US 12,067,351 B2
Systems and methods for extracting text from portable document format data
Stephan Schwiebert, Sydney (AU); Velislava Yanchina, Byron Bay (AU); and Henrry Eduardo Iguaro Jaramillo, Sydney (AU)
Assigned to CANVA PTY LTD, Surry Hills (AU)
Filed by Canva Pty Ltd, Surry Hills (AU)
Filed on Feb. 28, 2022, as Appl. No. 17/682,718.
Claims priority of application No. 2021201352 (AU), filed on Mar. 2, 2021.
Prior Publication US 2022/0284175 A1, Sep. 8, 2022
Int. Cl. G06F 17/00 (2019.01); G06F 40/166 (2020.01); G06F 40/205 (2020.01); G06F 40/279 (2020.01); G06V 30/10 (2022.01); G06F 40/10 (2020.01)

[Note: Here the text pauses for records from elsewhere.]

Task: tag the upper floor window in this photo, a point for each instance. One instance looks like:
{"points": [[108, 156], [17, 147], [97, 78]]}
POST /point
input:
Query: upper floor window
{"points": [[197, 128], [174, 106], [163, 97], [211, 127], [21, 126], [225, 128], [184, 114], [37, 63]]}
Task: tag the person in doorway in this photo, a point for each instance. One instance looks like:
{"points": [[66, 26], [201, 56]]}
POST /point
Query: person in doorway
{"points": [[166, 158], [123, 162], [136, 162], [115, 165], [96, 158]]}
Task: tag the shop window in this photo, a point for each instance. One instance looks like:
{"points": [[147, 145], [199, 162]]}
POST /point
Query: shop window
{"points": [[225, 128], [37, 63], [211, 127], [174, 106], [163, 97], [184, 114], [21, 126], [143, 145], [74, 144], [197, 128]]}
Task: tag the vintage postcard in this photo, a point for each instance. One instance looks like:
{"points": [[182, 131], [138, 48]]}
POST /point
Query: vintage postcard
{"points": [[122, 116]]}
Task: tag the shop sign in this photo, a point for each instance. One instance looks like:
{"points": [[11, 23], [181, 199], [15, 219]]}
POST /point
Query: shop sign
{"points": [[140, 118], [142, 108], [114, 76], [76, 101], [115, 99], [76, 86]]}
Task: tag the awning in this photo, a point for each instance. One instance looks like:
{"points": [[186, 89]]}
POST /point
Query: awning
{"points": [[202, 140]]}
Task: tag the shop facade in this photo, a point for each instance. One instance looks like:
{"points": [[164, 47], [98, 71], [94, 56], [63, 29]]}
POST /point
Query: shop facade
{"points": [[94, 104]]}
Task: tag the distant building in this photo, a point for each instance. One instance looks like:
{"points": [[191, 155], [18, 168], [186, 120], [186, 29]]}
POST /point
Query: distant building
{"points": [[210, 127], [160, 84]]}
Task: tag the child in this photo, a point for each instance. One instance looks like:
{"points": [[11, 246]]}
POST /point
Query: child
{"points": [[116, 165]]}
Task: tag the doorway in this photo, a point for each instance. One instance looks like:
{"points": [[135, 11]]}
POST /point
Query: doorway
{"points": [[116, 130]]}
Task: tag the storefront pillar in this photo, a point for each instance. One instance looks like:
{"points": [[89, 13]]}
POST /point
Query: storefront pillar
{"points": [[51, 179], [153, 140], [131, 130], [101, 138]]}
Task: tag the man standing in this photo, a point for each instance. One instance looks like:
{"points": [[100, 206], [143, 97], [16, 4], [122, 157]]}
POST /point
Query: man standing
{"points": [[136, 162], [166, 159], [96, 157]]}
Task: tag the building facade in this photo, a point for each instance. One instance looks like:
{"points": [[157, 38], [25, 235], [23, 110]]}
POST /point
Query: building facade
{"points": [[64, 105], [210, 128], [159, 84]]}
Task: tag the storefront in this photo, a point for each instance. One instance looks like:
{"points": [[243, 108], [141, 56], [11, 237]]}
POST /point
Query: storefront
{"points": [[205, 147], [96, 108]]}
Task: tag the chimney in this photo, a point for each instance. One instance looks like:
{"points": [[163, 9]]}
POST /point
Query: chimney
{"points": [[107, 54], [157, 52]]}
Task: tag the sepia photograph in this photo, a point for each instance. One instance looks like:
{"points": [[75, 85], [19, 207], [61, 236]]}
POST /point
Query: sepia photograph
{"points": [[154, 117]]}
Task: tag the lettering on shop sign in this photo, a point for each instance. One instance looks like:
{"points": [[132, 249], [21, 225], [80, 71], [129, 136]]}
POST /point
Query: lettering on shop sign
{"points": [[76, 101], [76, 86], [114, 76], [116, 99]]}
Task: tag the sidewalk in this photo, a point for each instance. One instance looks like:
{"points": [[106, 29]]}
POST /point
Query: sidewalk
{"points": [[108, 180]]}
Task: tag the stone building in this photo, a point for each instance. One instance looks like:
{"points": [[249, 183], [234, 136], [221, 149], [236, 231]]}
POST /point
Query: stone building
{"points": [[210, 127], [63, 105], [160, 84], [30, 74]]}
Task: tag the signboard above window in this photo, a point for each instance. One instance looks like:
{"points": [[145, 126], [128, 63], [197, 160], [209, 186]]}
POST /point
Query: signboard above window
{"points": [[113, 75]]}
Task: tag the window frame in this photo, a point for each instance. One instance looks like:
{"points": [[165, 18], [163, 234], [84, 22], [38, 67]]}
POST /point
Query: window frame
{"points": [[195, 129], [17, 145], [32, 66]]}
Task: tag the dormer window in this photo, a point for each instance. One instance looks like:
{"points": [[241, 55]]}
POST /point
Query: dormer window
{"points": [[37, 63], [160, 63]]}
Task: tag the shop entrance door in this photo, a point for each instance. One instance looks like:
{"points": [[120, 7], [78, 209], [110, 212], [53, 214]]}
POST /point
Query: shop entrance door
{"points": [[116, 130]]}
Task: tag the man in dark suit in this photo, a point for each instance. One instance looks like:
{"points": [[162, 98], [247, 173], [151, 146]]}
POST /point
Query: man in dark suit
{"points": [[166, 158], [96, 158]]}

CPC G06F 40/166 (2020.01) [G06F 40/205 (2020.01); G06F 40/279 (2020.01); G06V 30/10 (2022.01); G06F 40/10 (2020.01)] 19 Claims
OG exemplary drawing
 
1. A computer implemented method including:
accessing, by a computer system including a processing unit, portable document format (PDF) text data, the PDF text data defining a plurality of glyphs by way of data specifying glyph attribute values;
sorting, by the processing unit, the plurality of glyphs into a plurality of glyph sets, wherein sorting the plurality of glyphs into the plurality of glyph sets includes:
associating a first subset of glyphs from the plurality of glyphs with a first glyph set, wherein the first glyph set has an associated first set of grouping attribute values and wherein the association of the first subset of glyphs with the first glyph set is based on the glyph attribute values of the first subset of glyphs corresponding to the first set of grouping attribute values; and
associating a second subset of glyphs from the plurality of glyphs with a second glyph set, wherein the second glyph set has an associated second set of grouping attribute values and wherein the association of the second subset of glyphs with the second glyph set is based on a determination by the processing unit that the glyph attribute values in the second subset of glyphs correspond to the second set of grouping attribute values, the second set of grouping attribute values being different to the first set of grouping attribute values;
calculating, for each glyph, an expanded bounding box, wherein a different expanded bounding box is calculated for each glyph by manipulating an initial bounding box of each glyph;
processing the first glyph set to determine one or more text areas, each text area being associated with one or more glyphs, and wherein processing the first glyph set to determine the one or more text areas includes:
identifying a first distinct group of glyphs from the first glyph set, the first distinct group of glyphs including one or more glyphs from the first glyph set which have collectively overlapping expanded bounding boxes;
associating each glyph in the first distinct group of glyphs with a first text area; and
identifying a second distinct group of glyphs from the first glyph set, the second distinct group of glyphs including one or more glyphs from the first glyph set which are not in the first distinct group of glyphs and which have collectively overlapping expanded bounding boxes; and
associating each glyph in the second distinct group of glyphs with a second text area.